“But you look a strong young man and it’s muscle we want, not music. You’d only have to stand here about half an hour a day. This afternoon, of course, you might join the Bellman round the town—I’ve ordered him for five.”

“Miss Flippance,” said Will, mastering himself and speaking with crushing dignity, “have you observed my clothes?”

“They don’t matter,” she assured him. “We provide the uniform.”

“Do I look,” he snorted, “like a drummer at a dime show?”

“If you’ve come as a walking gentleman,” replied Miss Flippance simply, “you’ve come to the wrong shop. We’re only wires.”

“Oh, I know all about that.” And he slashed savagely with his stick at the insulting tambour, which uttered a bass roar of agony.

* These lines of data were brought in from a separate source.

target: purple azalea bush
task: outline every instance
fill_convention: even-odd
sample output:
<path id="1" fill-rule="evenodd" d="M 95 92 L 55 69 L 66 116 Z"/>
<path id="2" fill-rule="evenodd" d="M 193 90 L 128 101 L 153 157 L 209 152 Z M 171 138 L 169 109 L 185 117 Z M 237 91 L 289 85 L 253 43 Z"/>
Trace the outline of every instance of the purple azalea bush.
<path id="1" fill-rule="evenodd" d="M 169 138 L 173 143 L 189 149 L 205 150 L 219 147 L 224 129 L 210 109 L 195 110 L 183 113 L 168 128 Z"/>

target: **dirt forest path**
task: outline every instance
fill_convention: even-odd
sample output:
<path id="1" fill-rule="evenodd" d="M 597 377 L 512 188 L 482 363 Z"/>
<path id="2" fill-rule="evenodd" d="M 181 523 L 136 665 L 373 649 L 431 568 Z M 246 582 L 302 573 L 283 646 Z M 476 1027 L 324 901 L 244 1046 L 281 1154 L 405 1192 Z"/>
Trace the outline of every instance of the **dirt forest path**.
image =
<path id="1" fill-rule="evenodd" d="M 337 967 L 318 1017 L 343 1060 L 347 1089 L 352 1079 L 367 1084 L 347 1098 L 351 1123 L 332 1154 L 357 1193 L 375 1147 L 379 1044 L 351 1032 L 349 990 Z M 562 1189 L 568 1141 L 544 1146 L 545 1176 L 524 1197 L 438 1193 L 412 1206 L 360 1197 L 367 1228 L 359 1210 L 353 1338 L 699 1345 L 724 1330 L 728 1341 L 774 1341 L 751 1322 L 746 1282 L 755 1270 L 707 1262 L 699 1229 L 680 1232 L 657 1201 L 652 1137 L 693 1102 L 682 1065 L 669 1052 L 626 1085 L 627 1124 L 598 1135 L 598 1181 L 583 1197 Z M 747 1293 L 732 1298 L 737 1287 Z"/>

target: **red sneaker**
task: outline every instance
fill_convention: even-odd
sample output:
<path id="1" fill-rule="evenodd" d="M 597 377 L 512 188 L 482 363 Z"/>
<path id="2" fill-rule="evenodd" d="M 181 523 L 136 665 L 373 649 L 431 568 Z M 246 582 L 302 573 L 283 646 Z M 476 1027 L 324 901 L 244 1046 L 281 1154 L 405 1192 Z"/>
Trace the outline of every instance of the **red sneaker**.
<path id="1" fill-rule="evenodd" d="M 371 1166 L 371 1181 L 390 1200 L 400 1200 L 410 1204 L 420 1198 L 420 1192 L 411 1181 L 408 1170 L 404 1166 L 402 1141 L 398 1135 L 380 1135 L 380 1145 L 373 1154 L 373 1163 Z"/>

“Splendid! But you might have smashed it!” cried Miss Flippance. “Where’s the drumstick?”

“Am I the drumstick’s keeper?” he answered, with an odd Biblical reminiscence.

“Nincompoops! Thickheads! Zanies! Where’s the drumstick?”

But nobody had seen the drumstick. Jinny hadn’t brought it, the slaves assured her. She assured them, still more emphatically, that they had dropped it off the drum in taking it out. And no inch of it being visible where the cart had stood, she drew the deduction that it was now speeding towards Long Bradmarsh.